El problema no es policial sino económico. Hay un mercado para las drogas que crece de manera imparable, tanto en los países desarrollados como en los subdesarrollados, y la industria del narcotráfico lo alimenta porque le rinde pingües ganancias. Las victorias que la lucha contra las drogas puede mostrar son insignificantes comparadas con el número de consumidores en los cinco continentes. Y afecta a todas las clases sociales. Los efectos son tan dañinos en la salud como en las instituciones. Y a las democracias del Tercer Mundo, como un cáncer, las va minando.

¿No hay, pues, solución? ¿Estamos condenados a vivir más tarde o más temprano, con narcoestados como el que ha querido impedir el presidente Felipe Calderón? La hay. Consiste en descriminalizar el consumo de drogas mediante un acuerdo de países consumidores y países productores, tal como vienen sosteniendo “The Economist” y buen número de juristas, profesores, sociólogos y científicos en muchos países del mundo sin ser escuchados. En febrero del 2009, una Comisión sobre Drogas y Democracia creada por tres ex presidentes, Fernando Henrique Cardoso, César Gaviria y Ernesto Zedillo, propuso la descriminalización de la marihuana y una política que privilegie la prevención sobre la represión.

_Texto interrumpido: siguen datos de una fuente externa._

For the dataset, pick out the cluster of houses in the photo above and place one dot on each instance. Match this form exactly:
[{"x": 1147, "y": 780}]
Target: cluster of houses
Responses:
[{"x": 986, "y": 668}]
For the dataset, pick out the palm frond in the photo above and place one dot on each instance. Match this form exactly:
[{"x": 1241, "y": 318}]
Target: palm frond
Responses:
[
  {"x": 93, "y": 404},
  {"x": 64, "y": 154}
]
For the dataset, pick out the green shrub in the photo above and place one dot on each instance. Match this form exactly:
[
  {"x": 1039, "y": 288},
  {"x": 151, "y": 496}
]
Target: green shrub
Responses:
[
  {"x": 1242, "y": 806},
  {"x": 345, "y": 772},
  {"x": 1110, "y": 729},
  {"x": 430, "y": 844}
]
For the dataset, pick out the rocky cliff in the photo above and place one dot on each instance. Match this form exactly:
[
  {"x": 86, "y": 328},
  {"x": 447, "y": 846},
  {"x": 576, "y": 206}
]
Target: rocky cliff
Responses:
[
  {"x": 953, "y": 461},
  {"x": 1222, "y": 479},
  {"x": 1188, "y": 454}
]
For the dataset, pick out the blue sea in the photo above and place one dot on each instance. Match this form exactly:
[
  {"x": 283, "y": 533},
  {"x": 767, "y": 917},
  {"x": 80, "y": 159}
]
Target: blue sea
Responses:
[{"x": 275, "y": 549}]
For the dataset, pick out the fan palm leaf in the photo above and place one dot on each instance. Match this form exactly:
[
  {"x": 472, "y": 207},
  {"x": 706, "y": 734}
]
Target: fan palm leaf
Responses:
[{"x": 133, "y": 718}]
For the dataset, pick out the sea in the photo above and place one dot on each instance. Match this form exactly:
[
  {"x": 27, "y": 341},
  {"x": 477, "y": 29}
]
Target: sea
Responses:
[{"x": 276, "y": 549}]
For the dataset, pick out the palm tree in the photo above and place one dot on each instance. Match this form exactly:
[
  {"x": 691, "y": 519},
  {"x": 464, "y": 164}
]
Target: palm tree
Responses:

Estos son indicios alentadores.

La legalización entraña peligros, desde luego. Y, por eso, debe ser acompañada de un redireccionamiento de las enormes sumas que hoy día se invierten en la represión, destinándolas a campañas educativas y políticas de rehabilitación e información como las que, en lo relativo al tabaco, han dado tan buenos resultados. El argumento según el cual la legalización atizaría el consumo como un incendio, sobre todo entre los jóvenes y niños, es válido, sin duda. Pero lo probable es que se trate de un fenómeno pasajero y contenible si se lo contrarresta con campañas efectivas de prevención. De hecho, en países como Holanda donde se han dado pasos permisivos en el consumo de las drogas, el incremento ha sido fugaz y luego de un cierto tiempo se ha estabilizado. En Portugal, según un estudio del CATO Institute, el consumo disminuyó después que se descriminalizara la posesión de drogas para uso personal.

¿Por qué los gobiernos, que día a día comprueban lo costosa e inútil que es la política represiva, se niegan a considerar la descriminalización y a hacer estudios con participación de científicos, trabajadores sociales, jueces y agencias especializadas sobre los logros y consecuencias que ella traería? Porque, como lo explicó hace 20 años Milton Friedman, quien se adelantó a advertir la magnitud que alcanzaría el problema si no se lo resolvía a tiempo y a sugerir la legalización, intereses poderosos lo impiden. No solo quienes se oponen a ella por razones de principio. El obstáculo mayor son los organismos y personas que viven de la represión de las drogas, y que, como es natural, defienden con uñas y dientes su fuente de trabajo. No son razones éticas, religiosas o políticas sino el crudo interés el obstáculo mayor para acabar con la arrolladora criminalidad asociada al narcotráfico, la mayor amenaza para la democracia en América Latina, más aún que el populismo autoritario de Hugo Chávez y sus satélites.

Lo que ocurre en México es trágico y anuncia lo que empezarán a vivir tarde o temprano los países que se empeñen en librar una guerra ya perdida contra ese otro Estado que ha ido surgiendo delante de nuestras narices sin que quisiéramos verlo.